LegalPoint

Privacy Policy

Effective Date: February 1, 2026 · Last Updated: February 10, 2026

LegalPoint, Inc. (“LegalPoint,” “we,” “us,” or “our”) is committed to protecting the privacy of our users. This Privacy Policy describes how we collect, use, disclose, and safeguard your information when you access or use the LegalPoint platform, including our website, web application, and related services (collectively, the “Service”).

By accessing or using the Service, you acknowledge that you have read, understood, and agree to be bound by this Privacy Policy. If you do not agree with the terms of this Privacy Policy, please do not access or use the Service.

1. Information We Collect

1.1 Information You Provide Directly

  • Account Information: Name, email address, password (hashed using Argon2id), firm name, bar number, and professional role when you create an account or complete onboarding.
  • Client and Case Data: Case details, client contact information, billing records, time entries, documents, communications, and other data you enter into the platform in the course of managing legal matters.
  • Billing Information: Payment method details processed through our third-party payment processors (Stripe and LawPay). We do not store full credit card numbers on our servers.
  • Communications: Messages, emails, and other content you send or receive through the platform, including emails synced from connected Gmail or Outlook accounts.
  • Support Requests: Information you provide when contacting our support team.

1.2 Information Collected Automatically

  • Usage Data: Pages viewed, features used, actions taken, session duration, and navigation patterns within the Service.
  • Device and Connection Information: IP address, browser type and version, operating system, device identifiers, and referring URLs.
  • Authentication Events: Login timestamps, IP addresses associated with login attempts (successful and failed), session tokens, and account lockout events for security monitoring.
  • Cookies and Similar Technologies: We use essential cookies to maintain your session (e.g., better-auth.session_token). We do not use third-party tracking cookies.
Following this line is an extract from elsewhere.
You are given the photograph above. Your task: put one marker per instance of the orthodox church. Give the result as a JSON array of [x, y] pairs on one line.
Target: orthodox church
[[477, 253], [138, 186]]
1.3 Information from Third-Party Services

  • OAuth Providers: If you sign in using Google or Microsoft, we receive your name, email address, and profile picture from those providers. We do not receive or store your Google or Microsoft password.
  • Connected Email Accounts: If you connect a Gmail or Outlook account for email integration, we access email metadata and content as authorized by your OAuth consent. Access tokens are encrypted using AES-256-GCM before storage.

2. How We Use Your Information

We use the information we collect for the following purposes:

  • Service Delivery: To provide, maintain, and improve the LegalPoint platform, including case management, billing, document management, and client communication features.
  • Authentication and Security: To verify your identity, maintain session integrity, enforce rate limiting, detect unauthorized access, and protect against brute-force attacks through account lockout mechanisms.
  • Notifications: To send transactional emails related to your account (password resets, security alerts, account lockout notifications) and platform activity (case updates, billing notifications, deadline reminders).
  • Audit Trail: To maintain comprehensive audit logs of all significant actions taken within the platform for E&O risk reduction, regulatory compliance, and dispute resolution.
  • Multi-Tenancy Enforcement: To ensure that data belonging to your organization is segregated from and inaccessible to users of other organizations.
  • Analytics and Improvement: To understand how the Service is used and to improve its functionality, performance, and reliability.
  • Legal Compliance: To comply with applicable laws, regulations, legal processes, or enforceable governmental requests.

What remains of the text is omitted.